I take out my phone to text Chris, and see it’s still off. I turned it off when Dedushka told me to, and never turned it on again. I fire it up and find two missed calls, six messages. Two from Chris, and the rest from Rachel.

Hey, when are you coming?

Where are u?

You did say you were coming, right? Chris tried to call you.

And last, looking out of place in its happy green bubble:

I guess you think this is all a big joke.

Crap. Crap, crap, and more crap.

Once again the whole spy thing is getting in the way of real life. How do I fix this?

I need to talk to Chris. I send him a quick message:

Sorry about the party. Will explain. Want to come over and play COD Black Ops?

Two minutes later:

Hell yes. Perfect for hangover. Also can get my dragon on. See you in half an hour.

I relax. He’ll help.
That
is exactly what I need.

*   *   *

We’re doing split screen on the stadium map in
Call of Duty,
running and gunning through a deserted hockey rink. At first it felt strange—with the guns and threats and bomb tunnels lately in real life—but after a few minutes it’s just me and Chris playing, like always. We don’t even talk about anything but the game for a while.

Then Chris camps behind a Zamboni for a minute, and glances at me. “What the hell happened to you last night, anyway?

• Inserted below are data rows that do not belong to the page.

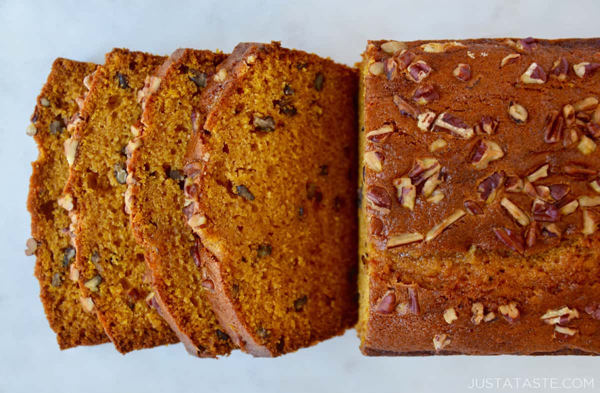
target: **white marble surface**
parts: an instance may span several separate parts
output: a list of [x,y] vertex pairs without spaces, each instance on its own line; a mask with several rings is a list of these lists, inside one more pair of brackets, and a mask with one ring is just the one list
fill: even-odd
[[34,260],[23,252],[37,155],[25,129],[55,58],[101,62],[115,46],[167,54],[280,40],[352,64],[368,38],[600,34],[598,0],[176,2],[0,0],[0,392],[458,392],[473,377],[595,377],[600,389],[600,358],[368,358],[353,331],[275,359],[236,352],[200,360],[181,345],[125,356],[110,344],[60,352],[38,299]]

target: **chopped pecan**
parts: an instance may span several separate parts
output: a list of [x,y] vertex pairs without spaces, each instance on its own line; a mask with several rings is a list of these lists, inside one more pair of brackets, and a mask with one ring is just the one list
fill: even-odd
[[523,124],[527,121],[527,110],[523,105],[512,101],[508,106],[508,115],[517,124]]
[[503,227],[494,229],[494,233],[505,245],[511,250],[517,253],[523,253],[524,252],[525,240],[520,233],[517,233],[508,228]]
[[569,62],[564,57],[561,57],[552,64],[552,68],[548,73],[551,78],[554,78],[559,82],[565,82],[566,80],[568,72]]
[[394,127],[391,125],[383,125],[377,130],[368,131],[365,136],[371,142],[377,143],[383,142],[393,132]]
[[419,83],[429,76],[430,73],[431,72],[431,67],[422,60],[419,60],[409,65],[406,71],[406,75],[409,79]]
[[421,113],[421,110],[401,96],[396,94],[394,96],[394,103],[398,107],[400,113],[410,118],[416,118]]
[[404,244],[409,244],[423,240],[423,235],[418,232],[413,233],[400,233],[389,236],[386,245],[388,248],[393,248]]
[[397,190],[397,198],[403,207],[412,211],[415,208],[415,200],[416,198],[416,187],[413,185],[409,178],[400,178],[394,179],[394,185]]
[[471,156],[471,165],[476,169],[485,169],[488,164],[504,157],[502,148],[496,142],[481,139]]
[[459,209],[445,218],[442,222],[431,228],[425,235],[425,241],[428,242],[437,238],[446,228],[460,220],[466,213],[464,210]]
[[560,212],[554,205],[541,199],[536,199],[532,205],[533,220],[544,223],[555,223],[560,220]]
[[486,204],[491,203],[496,198],[498,190],[504,184],[505,176],[505,172],[500,170],[484,179],[477,187],[477,193],[479,196],[479,200],[485,201]]
[[413,94],[412,100],[418,104],[424,105],[440,99],[440,95],[436,88],[430,83],[424,83],[419,86]]
[[539,64],[532,63],[529,68],[521,76],[521,82],[524,83],[544,83],[547,80],[546,73]]
[[580,78],[589,76],[599,68],[600,63],[590,63],[587,61],[573,65],[573,71],[575,71],[575,75]]
[[559,111],[553,110],[546,117],[544,124],[544,140],[547,143],[554,143],[562,139],[563,118],[559,116]]
[[369,206],[375,210],[387,214],[392,208],[392,199],[388,191],[383,187],[379,185],[374,186],[365,196]]
[[454,68],[452,74],[461,80],[468,82],[471,79],[471,67],[469,64],[460,63]]
[[521,316],[521,311],[519,311],[516,302],[498,306],[498,312],[511,323],[516,322]]
[[521,226],[526,226],[529,223],[529,217],[525,214],[525,212],[511,202],[508,198],[502,198],[500,204]]
[[472,199],[467,199],[464,201],[464,208],[467,210],[467,212],[471,215],[484,214],[483,209],[477,204],[477,202]]
[[448,112],[440,113],[433,126],[435,132],[444,131],[461,139],[470,139],[475,134],[473,127],[462,119]]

You didn’t answer any texts.”

I thought of what to say. I dive around a corner and take out a sniper. “Couldn’t. Was in the emergency room.”

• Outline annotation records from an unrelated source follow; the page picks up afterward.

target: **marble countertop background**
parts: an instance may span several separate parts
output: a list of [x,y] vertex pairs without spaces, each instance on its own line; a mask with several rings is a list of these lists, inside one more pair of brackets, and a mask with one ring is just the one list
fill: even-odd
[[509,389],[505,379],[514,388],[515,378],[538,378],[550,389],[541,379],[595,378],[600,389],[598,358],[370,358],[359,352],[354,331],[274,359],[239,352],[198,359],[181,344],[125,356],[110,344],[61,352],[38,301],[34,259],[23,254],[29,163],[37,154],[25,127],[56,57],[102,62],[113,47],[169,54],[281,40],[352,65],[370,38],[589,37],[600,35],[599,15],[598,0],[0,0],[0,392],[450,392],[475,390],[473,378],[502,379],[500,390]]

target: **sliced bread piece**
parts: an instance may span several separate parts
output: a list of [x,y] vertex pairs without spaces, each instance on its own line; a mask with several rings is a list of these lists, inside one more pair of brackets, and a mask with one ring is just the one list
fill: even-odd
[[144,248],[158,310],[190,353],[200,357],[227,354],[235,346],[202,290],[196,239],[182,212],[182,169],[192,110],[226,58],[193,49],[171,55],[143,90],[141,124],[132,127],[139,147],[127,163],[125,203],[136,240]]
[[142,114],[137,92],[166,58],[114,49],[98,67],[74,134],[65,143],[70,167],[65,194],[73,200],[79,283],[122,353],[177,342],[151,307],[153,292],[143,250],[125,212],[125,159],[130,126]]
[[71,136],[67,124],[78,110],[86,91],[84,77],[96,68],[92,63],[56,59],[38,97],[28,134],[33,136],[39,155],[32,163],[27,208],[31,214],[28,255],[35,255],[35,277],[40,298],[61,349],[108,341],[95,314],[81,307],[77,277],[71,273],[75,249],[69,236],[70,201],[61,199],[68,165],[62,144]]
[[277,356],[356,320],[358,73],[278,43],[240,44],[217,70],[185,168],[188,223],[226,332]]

Perfect excuse. I am getting way better at this.


What
? What happened?” He comes out from his camp and runs through the empty seats, checking for snipers.

I shrug. Pull myself up a ledge, duck down again when somebody shoots at me. “Shit! Um … Myk was puking. A lot. She’s fine now, though. Off at a friend’s, even. But I couldn’t use the cell in the hospital.”

It feels
wrong
to use Myk as an excuse like that. But it works: why I wasn’t there, why I couldn’t call. And puking—nobody wants to know more about puking.